They were designed for heavy freight work and were a development of the earlier 2800 Class. The 2884s differed from the original engines in a number of respects, the most obvious being that a more modern Collett side window cab was provided and that they were built with outside steam pipes.
83 of the 2884 class were built between 1938 and 1941. Those built during the war did not have the side window to the cab, and the side window on the others was plated over.
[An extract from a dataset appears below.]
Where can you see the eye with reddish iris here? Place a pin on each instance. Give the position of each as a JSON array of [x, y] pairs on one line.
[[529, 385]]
This was to reduce glare, as a precaution against enemy air attacks.  The windows were reinstated after the war.
The locomotives were so popular with the ex-Great Western crews that the British Railways Western Region operating authorities wanted more of the class built after nationalisation in 1948; however, this request was turned down in favour of BR Standard Class 9Fs.
Between 1945 and 1947, coal shortages caused GWR to experiment with oil fired 2800 locomotives. Eight of the 2884 class were converted and renumbered from 4850. The experiment, encouraged by the government was abandoned in 1948 once the extra maintenance costs were calculated and the bill had arrived for the imported oil.
The year 1948 also saw one of the 2884 class, No.3803 (now preserved), emerge remarkably successfully from the 1948 Locomotive Exchange Trials against more modern engines including the LMS 8F and the WD Austerity 2-8-0 and WD Austerity 2-10-0. It took the appearance in 1954 of the British Railways BR standard class 9F 2-10-0 to displace the 2800s from their main role of mineral haulage. Nevertheless, there was still work for them right up to the end of steam on the Western region in 1965. Six decades of service testify to the fundamental excellence of Churchward's original conception.